Martin Luther King Jr. did cheat on his wife, according to Encyclopedia Britannica, which cites FBI monitoring files made public in the 1970s through the Freedom of Information Act. Since then, a series of rigorous scholarly investigations into his life have verified his participation in what Bio.com describes to as “adulterous relationships.”
As described in the Pulitzer Prize-winning King biographer David J. Garrow’s piece “The FBI and Martin Luther King” published in The Atlantic on July 1, 2002, U.S. Attorney General Robert F. Kennedy first gave the FBI permission to wiretap King’s phones on October 10, 1963.
The reason for this was the rumour that Stanley David Levison, one of King’s most influential advisors, was a significant American Communist Party member. After meeting King in 1956, Levison started giving him informal advice.
King continued to consult with Levison despite warnings from those close to him to distance himself from him.
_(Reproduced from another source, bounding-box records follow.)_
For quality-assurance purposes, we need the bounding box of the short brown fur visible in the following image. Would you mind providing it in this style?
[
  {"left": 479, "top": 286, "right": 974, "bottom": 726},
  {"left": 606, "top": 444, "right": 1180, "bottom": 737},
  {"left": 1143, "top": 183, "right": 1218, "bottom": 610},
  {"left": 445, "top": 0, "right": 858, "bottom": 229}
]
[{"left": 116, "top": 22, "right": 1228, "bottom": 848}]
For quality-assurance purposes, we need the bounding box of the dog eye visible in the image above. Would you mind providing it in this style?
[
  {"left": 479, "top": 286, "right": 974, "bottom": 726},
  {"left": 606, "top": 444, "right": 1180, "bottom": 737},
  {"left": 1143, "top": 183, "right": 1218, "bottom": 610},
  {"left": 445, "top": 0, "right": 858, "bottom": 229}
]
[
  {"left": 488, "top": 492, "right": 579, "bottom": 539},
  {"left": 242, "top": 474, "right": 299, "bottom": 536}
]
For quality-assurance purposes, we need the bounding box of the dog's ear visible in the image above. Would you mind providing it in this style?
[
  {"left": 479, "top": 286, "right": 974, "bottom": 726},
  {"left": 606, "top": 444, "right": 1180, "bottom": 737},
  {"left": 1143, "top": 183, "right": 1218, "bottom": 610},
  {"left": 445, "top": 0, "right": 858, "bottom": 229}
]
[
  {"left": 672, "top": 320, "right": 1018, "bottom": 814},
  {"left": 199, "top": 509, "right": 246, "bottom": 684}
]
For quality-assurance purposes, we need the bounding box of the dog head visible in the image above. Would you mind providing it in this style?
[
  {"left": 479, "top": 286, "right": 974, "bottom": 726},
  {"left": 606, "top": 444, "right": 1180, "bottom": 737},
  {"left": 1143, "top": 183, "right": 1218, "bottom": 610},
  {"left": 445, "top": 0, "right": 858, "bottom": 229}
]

Kennedy’s mistrust of King was sparked by his friendship with Levison, and the FBI’s wiretapping of King to ascertain his alleged communist party membership—which was never established—led to the agency’s discovery of his extramarital affairs.
Although there is ongoing debate on Martin Luther King’s legacy, the Encyclopedia Britannica notes that it is generally agreed that, despite his flaws and limitations, he was a visionary leader who was fiercely committed to the cause of civil rights attained through non-violent methods.